Even in late 2021 I hosted a bot called SandCatBot (though it was unstable), and earlier that year I temporarily ran an AFK bot for some Aternos server!
Of course, the website stuff only came in late 2022, this Forgejo being set up closer to 2023.
Alright, enough procrastination.
i have been around for most of chipmunk.land's life lol
So blocking whole subnets (or ASNs) could cause a lot of false positives. While I could make a challenge in pure HTTP, challenges are still a very ugly solution to DoS; ideally the page should handle HTTP requests the same way as before.
However, according to a log file, the crawlers actually re-used IPs 3 times, so we could exploit this! Supposedly someone could even make a list of all crawler IPs from server logs once. I've also seen some filters (perhaps) allow the first request to a site through sometimes.
The IP reuse instances occurred seconds apart though, and seemed to be across the same /24. Also, the log I've been looking at only spans less than 3 minutes in total. I'll have to look at more logs.
Sorry I've been too lazy to get the filter written! I just procrastinate too much...
So after grepping one log (long story) for
/src/commitaccess, I saw a couple of Alibaba subnets were the only ones seen (only two /16s, and even distinct /24s albeit a lot); maybe blocking them will significantly throttle the crawlers?Back to writing a filter to automatically detect these (as they use other IP ranges of course), I noticed the first log I checked has a bunch of instances of /24 ranges being reused, however many were multiple (maybe about 30) seconds apart.
However, back to the IP list from that newer log, individual IPs were duplicated very often too (removing duplicates made the list over 4x shorter). I could maybe still filter by IP, or even combine strategies.

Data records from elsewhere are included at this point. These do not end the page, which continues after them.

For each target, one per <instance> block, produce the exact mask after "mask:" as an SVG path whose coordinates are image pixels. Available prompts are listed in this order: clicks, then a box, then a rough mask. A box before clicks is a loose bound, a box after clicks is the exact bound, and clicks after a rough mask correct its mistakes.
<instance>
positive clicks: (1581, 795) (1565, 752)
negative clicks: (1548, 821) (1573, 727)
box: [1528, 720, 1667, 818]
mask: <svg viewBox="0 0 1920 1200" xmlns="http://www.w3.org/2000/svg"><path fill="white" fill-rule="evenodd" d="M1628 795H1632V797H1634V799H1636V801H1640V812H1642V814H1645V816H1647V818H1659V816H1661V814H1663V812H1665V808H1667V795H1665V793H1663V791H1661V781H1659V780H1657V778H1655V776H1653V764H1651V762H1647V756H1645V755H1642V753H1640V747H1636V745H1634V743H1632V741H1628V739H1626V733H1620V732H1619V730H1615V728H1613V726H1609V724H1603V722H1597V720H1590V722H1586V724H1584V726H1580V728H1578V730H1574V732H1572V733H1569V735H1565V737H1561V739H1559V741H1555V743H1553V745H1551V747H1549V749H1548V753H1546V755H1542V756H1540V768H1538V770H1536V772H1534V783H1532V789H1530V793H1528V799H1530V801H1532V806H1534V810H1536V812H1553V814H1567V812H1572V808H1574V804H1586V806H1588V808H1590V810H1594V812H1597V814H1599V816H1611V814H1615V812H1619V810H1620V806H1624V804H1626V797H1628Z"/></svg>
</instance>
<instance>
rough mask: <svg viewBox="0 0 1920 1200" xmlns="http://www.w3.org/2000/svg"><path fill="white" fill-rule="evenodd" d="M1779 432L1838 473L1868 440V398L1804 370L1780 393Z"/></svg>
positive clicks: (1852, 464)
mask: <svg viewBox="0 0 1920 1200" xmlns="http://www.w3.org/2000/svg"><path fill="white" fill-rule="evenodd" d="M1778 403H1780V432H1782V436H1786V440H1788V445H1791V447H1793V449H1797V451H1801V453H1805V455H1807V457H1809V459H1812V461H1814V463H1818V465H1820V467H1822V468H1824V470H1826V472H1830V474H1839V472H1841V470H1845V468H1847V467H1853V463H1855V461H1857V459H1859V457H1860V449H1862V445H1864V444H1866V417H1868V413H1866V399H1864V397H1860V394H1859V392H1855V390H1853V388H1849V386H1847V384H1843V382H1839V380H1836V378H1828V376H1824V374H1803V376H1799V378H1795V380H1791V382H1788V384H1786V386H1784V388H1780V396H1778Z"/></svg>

I don't think that stopped them at all, but the site hasnt died yet so whatever, I'll write the script soon. This made the crawlers reveal their IPv6 addresses (for some reason) just now anyway.
As for filtering, here's an idea. I can first of all flag larger subnets (or ASNs potentially) as suspicious without blocking them, and then use that to more zealously judge smaller subnets or individual IPs. Might be a good compromise.